L’Era Spaziale secondo GOLDEN YEARS
Già prima di iniziare a lavorare alle canzoni, avevo deciso il titolo dell’EP, Era Spaziale.
L’era spaziale (space age) è quel periodo del ‘900 che coincide con le prime esplorazioni nello spazio e il loro impatto sulla cultura di massa, influenzando cinema, arte e design.
Quel periodo dal punto di vista creativo è caratterizzato dalla curiosità, dall’ambizione di ripensare oggetti e strutture in una chiave inedita e visionaria.
Mi piaceva l’idea di provare ad adattare questo sentimento alla musica.
Canzoni e architettura per me hanno molto in comune: entrambe si muovono dentro strutture e spazi predefiniti, regole formali piuttosto chiare, all’interno delle quali liberare il loro potenziale espressivo, cercando di regalare all’ascoltatore/visitatore un momento di bellezza.
Per costruire l’immaginario visivo dell’EP, insieme a Blue Chips Studio (che ha curato da direzione artistica), abbiamo collaborato con Forgotten Architecture, che ci ha dato accesso a location incredibili e suggestive, come il Teatro Regio di Torino (dove è stata scattata la copertina dell’EP), lo Studio Gribaudo e la biblioteca Bonhoffer.
L’idea era di scattare una serie di foto in cui la mia figura fosse in secondo piano o comunque visivamente meno rilevante rispetto alle forme architettoniche della location, vere protagoniste dell’inquadratura.
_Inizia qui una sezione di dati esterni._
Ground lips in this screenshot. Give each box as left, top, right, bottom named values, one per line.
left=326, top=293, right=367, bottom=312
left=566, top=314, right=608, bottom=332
L’idea di sparire dentro l’immagine è anche assimilabile alla visione che ho del ruolo del produttore: sullo sfondo, nel tentativo di tirare fuori il meglio da un brano e valorizzare la personalità dell’artista che lo interpreta.
Ho cercato di riportare quest’idea nell’EP, provando in ogni pezzo ad adattare il mio gusto e la mia visione alle esigenze della canzone e al carattere dell’artista. I pezzi sono tutti nati spontaneamente in studio, quasi sempre partendo da un beat o un’idea musicale, cercando di lavorare il più possibile insieme agli artisti, quasi mai a distanza, con l’intenzione di costruire una sinergia del momento, un’intesa inedita che permettesse di creare qualcosa di inaspettato, al di fuori delle rispettive zone di comfort.